Although the use of special juries is not a procedure with which we are familiar today, there is nothing unusual about Lord Mansfield looking to custom for a source of law. Judges swear to do right to “all manner of people”, according to the “laws and usages of New Zealand”.21 It can be argued that the judicial oath, in its reference to “usages”, another word for customs, demands of judges that they fashion a law not just by reference to historic precedent, but one which draws also on custom within that society.

Having just made the case about the power of the common law and judicial administration to effect change, it is necessary to acknowledge that, for much of the 150 years following the introduction of English laws, the justice system in New Zealand looked and operated very much like the justice system in England or Australia or Canada. I do not propose to go into all the opportunities that were missed, or ignored, to build a different sort of legal system and a different kind of law, one which found a place for the principles of the Treaty, a place for the customs and usages of all the peoples of the new nation. What I want to focus upon is the point at which society in general, and our system of justice in particular, began to evolve. The exact point at which the winds of change began blowing can be debated. In the area of the substantive law, we can point to the protest movements of the 1970s which reminded our nation of the Treaty of Waitangi.

We can point to the creation of the Waitangi Tribunal in 1975 and to the expansion of its jurisdiction in the 1980s.22 Certainly, also to the re-emergence in the public discourse of contested views as to the meaning of the Treaty, a debate which continues today to hold the feet of our nation to the fires of racial and social justice. We can point to the inclusion in the State-Owned Enterprises Act of s 9, and to the life breathed into those statutory words by the Court of Appeal. We can highlight the decision of Justice Chilwell in the High Court in Huakina Development Trust v Waikato Valley Authority,23 in which he said that the principles of the Treaty of Waitangi are so fundamental that statutes should to be interpreted consistently with its requirements.

There are other areas of law reform which signalled a fundamental shift in our society. In 1976, the Matrimonial Property Act was enacted, which for the first time created a presumptive 50/50 property split at the end of a marriage.24 In 1986, the Homosexual Law Reform Act was passed, which took the criminal law out of the bedrooms of our nation. And there was a new focus upon protecting our environment with the enactment of the Environment Act and the Conservation Act. Section 4 of the Conservation Act imposed a positive obligation on the executive and the judiciary, requiring that the Act to be interpreted and administered so as to “give effect” to the principles of the Treaty of Waitangi.

In the area of how the courts operated, significant change began in the 1980s with the Family Court Act 1980 which provided for a specialist court operating with greater informality of proceeding, and which utilised mediation.

Just as fundamental was the reform of the Youth Court in 1989. Those reforms introduced a new model of justice, responding to New Zealand’s very particular circumstances. It is interesting that one of the catalysts for the reform of the Youth Court was the sense that while many with whom the youth justice system dealt were Māori, the adversarial system then regulating youth justice was at odds with Te Ao Māori.
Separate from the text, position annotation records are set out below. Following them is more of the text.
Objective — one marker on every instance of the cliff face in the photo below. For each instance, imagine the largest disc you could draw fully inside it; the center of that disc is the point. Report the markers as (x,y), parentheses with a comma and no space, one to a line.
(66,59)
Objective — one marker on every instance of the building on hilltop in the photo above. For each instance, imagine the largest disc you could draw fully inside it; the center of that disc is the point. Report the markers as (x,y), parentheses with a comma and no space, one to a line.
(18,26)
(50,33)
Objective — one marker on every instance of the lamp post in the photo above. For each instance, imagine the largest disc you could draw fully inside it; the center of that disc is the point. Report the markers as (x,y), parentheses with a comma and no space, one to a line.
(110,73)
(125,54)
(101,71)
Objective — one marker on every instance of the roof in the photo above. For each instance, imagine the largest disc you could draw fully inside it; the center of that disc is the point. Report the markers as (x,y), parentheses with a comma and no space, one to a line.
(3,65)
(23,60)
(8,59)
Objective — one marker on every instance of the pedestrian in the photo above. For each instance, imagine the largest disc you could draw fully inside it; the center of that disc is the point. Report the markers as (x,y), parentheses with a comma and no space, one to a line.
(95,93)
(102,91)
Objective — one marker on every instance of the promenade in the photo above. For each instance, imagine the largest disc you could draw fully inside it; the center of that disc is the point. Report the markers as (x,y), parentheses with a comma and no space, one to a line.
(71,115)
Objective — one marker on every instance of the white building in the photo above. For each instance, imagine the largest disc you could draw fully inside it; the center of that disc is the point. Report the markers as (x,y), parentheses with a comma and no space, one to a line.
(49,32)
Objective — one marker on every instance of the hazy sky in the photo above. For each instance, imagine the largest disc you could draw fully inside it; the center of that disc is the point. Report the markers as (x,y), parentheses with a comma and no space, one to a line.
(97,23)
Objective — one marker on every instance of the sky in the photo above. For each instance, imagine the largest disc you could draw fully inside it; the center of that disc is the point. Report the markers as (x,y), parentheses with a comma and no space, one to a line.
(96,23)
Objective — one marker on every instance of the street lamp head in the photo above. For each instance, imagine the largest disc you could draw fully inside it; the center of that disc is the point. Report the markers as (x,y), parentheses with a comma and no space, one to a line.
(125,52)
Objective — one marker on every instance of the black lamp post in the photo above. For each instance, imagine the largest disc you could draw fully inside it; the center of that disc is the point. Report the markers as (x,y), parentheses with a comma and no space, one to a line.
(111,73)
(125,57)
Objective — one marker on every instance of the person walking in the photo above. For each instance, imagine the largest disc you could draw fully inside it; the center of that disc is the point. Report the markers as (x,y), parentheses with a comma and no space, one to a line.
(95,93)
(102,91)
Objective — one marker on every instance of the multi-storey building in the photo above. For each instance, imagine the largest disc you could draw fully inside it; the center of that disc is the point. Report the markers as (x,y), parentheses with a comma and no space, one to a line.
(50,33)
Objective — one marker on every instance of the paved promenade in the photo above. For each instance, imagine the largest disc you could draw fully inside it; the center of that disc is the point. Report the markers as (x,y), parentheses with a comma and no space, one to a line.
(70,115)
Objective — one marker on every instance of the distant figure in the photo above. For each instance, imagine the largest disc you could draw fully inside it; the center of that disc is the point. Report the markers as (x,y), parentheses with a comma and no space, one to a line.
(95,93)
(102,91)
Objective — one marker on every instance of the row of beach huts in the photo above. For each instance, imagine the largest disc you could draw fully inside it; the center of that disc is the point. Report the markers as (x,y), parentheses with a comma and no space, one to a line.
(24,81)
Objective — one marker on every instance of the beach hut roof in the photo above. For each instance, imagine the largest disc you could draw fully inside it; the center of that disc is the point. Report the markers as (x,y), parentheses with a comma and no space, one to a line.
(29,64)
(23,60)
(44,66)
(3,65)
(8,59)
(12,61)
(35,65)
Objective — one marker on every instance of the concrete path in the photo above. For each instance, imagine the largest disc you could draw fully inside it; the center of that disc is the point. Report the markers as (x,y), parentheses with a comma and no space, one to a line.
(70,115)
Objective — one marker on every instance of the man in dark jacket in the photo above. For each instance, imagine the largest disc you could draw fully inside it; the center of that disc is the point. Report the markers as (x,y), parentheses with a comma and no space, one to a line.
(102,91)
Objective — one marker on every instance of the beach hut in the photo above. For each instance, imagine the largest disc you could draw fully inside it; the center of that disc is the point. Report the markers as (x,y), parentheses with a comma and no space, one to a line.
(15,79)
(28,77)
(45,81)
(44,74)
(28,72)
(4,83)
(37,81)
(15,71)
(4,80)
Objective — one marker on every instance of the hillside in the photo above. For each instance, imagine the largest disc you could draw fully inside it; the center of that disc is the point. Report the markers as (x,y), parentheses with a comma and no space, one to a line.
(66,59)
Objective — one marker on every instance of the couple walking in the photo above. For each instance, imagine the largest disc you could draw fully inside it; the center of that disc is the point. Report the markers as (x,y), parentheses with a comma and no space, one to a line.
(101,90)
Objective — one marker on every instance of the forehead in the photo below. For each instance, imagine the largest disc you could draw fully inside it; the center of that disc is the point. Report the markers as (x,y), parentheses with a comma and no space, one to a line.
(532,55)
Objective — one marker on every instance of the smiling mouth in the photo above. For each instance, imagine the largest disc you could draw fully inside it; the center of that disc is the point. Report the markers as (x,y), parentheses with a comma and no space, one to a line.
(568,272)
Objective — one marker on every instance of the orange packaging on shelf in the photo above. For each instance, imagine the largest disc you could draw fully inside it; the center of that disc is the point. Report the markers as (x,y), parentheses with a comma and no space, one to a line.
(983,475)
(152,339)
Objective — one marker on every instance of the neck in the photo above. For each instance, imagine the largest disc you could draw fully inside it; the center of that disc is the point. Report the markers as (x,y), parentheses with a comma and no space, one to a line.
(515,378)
In a 1986 report to the Minister of Justice, Te Whainga i Te Tika, the Auckland Committee on Racism and Discrimination (ACORD) claimed “the present system is based wholly on the British system of law and justice, completely ignoring the cultural systems of the Māori and breaking down completely that system, completely alienating Māori, leaving them in a simple state of confusion and at the whim of the existing system”.25

A key objective of the Children, Young Persons and Their Families Act 1989 was to strengthen the bonds between families and to find community support for the young offender. The new model also drew on tikanga, emphasising group discussion and problem solving through the vehicle of the family group conference. This was, and is, first and foremost, a model of therapeutic justice, aiming to address the causes of offending and to prevent further offending. But it also employs restorative justice concepts, involving the victim, if they wish, in the conference process. The processes, as designed and implemented, sought to achieve a restoration of balance between the young offender and his or her victim, and within the community.

These were at the time radical innovations. And they sparked further innovation, leading to the establishment of the first Rangatahi Courts in Gisborne in 2008. Some of you will have heard about this Court earlier today. Rangatahi Courts operate within the Youth Court jurisdiction. They are a further evolution of the statutory youth justice model because they place the court in the heart of the community. Rangatahi Courts sit on the marae. Kaumatua and kuia sit alongside a judge as the young person is called before the Court to give an account of themselves in the course of monitoring of their sentence. This process creates links between youth, their whānau and the community. The creation of these courts was a judge- led innovation. Rangatahi Courts were created through an act of judicial imagination and many acts of judicial administration.

The same is true of the Matariki Court, based in Kaikohe, Northland. The Matariki Court is a pilot court, which deals with adult defendants. At around the time the first Rangatahi Court was created, the then Chief Judge of the District Court, Judge Johnson, asked Judge Davis to take charge of establishing a court in Kaikohe structured to respond to the needs of the predominantly Māori community.

The Matariki Court draws on principles of restorative justice. The Court hearing takes place in a conventional courthouse. However, where a person pleads guilty to an offence, before sentencing, the Court takes a number of steps. The Court seeks detailed information about the offender to inform an appropriate sentence. The Court also allows the offender to participate in a culturally appropriate rehabilitation programme. This is again a model which places the court within the community, drawing upon the strength of whānau, hapū and the broader community to identify and address the causes of the offending.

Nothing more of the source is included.